Practical considerations for specifying a super learner

from arxiv, A revised version of this article, which incorporates several modifications based on referees' suggestions, has been published in the International Journal of Epidemiology by Oxford University Press

Common tasks encountered in epidemiology, including disease incidence estimation and causal inference, rely on predictive modeling. Constructing a predictive model can be thought of as learning a prediction function, i.e., a function that takes as input covariate data and outputs a predicted value. Many strategies for learning these functions from data are available, from parametric regressions to machine learning algorithms. It can be challenging to choose an approach, as it is impossible to know in advance which one is the most suitable for a particular dataset and prediction task at hand. The super learner (SL) is an algorithm that alleviates concerns over selecting the one "right" strategy while providing the freedom to consider many of them, such as those recommended by collaborators, used in related research, or specified by subject-matter experts. It is an entirely pre-specified and data-adaptive strategy for predictive modeling. To ensure the SL is well-specified for learning the prediction function, the analyst does need to make a few important choices. In this Education Corner article, we provide step-by-step guidelines for making these choices, walking the reader through each of them and providing intuition along the way. In doing so, we aim to empower the analyst to tailor the SL specification to their prediction task, thereby ensuring their SL performs as well as possible. A flowchart provides a concise, easy-to-follow summary of key suggestions and heuristics, based on our accumulated experience, and guided by theory.

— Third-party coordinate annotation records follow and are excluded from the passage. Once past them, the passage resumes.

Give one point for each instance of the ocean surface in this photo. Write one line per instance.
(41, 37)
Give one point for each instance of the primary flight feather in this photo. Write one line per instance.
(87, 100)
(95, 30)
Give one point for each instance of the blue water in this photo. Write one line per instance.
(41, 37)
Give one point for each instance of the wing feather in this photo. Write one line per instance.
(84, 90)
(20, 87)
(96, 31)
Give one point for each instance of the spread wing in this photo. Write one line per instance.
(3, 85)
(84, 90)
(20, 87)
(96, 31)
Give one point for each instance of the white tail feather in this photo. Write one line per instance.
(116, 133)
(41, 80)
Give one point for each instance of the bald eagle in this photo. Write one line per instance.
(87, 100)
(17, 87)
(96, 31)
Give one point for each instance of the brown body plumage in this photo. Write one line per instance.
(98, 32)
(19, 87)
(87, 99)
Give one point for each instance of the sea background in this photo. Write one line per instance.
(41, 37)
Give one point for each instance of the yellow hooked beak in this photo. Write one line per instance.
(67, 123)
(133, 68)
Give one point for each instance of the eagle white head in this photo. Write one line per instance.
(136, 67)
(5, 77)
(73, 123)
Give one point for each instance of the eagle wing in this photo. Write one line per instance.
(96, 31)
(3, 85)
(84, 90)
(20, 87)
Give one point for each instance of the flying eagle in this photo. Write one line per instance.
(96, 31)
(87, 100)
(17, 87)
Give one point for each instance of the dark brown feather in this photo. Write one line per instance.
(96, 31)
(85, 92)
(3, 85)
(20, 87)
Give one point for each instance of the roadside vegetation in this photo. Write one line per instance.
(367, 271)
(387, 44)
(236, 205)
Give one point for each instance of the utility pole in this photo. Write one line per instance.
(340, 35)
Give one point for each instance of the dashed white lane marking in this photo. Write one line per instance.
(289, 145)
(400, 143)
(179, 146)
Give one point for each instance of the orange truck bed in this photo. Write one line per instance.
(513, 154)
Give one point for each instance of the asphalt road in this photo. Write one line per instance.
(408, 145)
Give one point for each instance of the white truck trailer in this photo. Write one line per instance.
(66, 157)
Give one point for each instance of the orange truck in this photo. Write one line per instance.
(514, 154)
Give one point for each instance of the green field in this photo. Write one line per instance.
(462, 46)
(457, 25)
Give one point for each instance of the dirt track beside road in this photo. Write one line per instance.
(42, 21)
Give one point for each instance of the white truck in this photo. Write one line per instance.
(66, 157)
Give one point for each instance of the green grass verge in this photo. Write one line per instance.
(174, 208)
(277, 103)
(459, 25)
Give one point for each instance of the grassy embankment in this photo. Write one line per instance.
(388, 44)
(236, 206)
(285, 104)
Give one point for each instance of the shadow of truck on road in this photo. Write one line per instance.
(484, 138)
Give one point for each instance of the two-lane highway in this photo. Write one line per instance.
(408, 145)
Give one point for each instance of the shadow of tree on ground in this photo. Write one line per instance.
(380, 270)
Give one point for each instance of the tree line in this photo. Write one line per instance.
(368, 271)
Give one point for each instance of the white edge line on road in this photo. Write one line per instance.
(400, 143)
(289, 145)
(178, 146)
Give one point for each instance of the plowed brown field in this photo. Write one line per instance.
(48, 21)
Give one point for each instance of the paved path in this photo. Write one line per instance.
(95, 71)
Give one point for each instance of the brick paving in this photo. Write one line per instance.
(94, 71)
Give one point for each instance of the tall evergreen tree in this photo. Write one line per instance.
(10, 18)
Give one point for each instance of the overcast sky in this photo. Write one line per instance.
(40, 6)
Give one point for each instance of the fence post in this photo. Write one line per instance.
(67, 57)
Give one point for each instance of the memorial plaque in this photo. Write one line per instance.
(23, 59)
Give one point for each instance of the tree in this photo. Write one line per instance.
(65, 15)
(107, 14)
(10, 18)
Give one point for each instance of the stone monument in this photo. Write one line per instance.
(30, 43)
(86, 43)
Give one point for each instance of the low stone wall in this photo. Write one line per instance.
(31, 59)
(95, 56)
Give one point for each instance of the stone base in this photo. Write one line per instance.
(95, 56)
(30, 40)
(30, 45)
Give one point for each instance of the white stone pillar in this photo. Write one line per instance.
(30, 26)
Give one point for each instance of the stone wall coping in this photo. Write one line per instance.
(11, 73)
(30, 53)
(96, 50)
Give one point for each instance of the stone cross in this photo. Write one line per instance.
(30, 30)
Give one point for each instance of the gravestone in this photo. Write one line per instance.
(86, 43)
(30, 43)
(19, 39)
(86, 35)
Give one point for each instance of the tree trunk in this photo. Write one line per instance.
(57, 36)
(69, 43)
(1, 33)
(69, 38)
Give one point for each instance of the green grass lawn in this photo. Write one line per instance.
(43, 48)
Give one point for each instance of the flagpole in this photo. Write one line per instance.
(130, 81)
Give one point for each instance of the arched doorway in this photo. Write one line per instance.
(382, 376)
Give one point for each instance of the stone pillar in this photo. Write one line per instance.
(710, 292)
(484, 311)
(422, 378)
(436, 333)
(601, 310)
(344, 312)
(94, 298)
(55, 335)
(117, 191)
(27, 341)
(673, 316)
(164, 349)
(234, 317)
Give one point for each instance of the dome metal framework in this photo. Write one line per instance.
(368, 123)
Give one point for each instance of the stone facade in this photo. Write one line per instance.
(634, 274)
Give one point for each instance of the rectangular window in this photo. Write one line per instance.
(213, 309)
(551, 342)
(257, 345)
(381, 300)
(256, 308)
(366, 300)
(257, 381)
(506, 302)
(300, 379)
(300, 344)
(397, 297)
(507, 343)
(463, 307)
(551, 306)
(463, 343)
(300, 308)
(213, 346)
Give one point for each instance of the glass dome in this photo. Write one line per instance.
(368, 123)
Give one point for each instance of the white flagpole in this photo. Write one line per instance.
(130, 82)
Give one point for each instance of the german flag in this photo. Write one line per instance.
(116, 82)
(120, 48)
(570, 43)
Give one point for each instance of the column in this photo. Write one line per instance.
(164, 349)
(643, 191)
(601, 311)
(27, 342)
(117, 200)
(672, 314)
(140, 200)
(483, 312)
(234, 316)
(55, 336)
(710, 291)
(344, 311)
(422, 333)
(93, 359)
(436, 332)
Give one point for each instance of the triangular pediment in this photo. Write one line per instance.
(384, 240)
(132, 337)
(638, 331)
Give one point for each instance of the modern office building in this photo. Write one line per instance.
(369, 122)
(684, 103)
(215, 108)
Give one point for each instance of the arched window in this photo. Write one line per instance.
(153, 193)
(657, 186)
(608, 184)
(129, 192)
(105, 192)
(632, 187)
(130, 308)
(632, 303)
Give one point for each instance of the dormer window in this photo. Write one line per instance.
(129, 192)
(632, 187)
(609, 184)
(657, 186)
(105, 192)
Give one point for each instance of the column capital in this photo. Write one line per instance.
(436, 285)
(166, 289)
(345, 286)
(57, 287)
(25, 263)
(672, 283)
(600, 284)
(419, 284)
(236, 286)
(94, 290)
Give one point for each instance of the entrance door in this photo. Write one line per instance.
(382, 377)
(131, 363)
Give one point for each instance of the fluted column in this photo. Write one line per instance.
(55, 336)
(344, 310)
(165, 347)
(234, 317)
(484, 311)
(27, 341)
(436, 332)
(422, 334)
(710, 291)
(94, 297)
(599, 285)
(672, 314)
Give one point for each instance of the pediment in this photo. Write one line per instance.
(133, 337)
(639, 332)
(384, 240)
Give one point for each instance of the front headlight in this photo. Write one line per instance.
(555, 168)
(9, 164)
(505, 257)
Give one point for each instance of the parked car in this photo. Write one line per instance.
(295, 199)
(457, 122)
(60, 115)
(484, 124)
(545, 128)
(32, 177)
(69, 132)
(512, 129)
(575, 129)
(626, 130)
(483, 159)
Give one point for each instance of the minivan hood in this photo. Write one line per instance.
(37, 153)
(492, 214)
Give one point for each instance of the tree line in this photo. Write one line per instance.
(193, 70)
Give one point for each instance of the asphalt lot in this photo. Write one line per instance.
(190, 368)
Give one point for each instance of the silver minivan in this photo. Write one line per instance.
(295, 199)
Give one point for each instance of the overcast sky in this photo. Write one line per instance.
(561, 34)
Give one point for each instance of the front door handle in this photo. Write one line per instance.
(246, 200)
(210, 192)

翻译：流行病学中常见的任务，包括疾病发病率估计和因果推断，都依赖于预测建模。构建预测模型可被视为学习一个预测函数，即输入协变量数据并输出预测值的函数。从参数回归到机器学习算法，有很多从数据中学习这些函数的策略可用。由于不可能提前知道哪种策略最适合当前特定数据集和预测任务，选择一种方法可能具有挑战性。超学习器（SL）是一种缓解对选择某一种“正确”策略的担忧的算法，同时提供考虑许多策略的自由，例如合作者推荐的、相关研究中使用的或领域专家指定的策略。它是一种完全预设且数据自适应的预测建模策略。为确保SL能良好地指定用于学习预测函数，分析人员确实需要做出一些重要选择。在这篇《教育园地》文章中，我们提供了逐步指导方针以做出这些选择，引导读者逐一了解每个选择，并在此过程中提供直观理解。通过这样做，我们旨在使分析人员能够根据其预测任务定制SL的规范，从而确保其SL尽可能表现良好。一个流程图提供了关键建议和启发式方法的简洁、易于遵循的总结，这些建议基于我们积累的经验并受理论指导。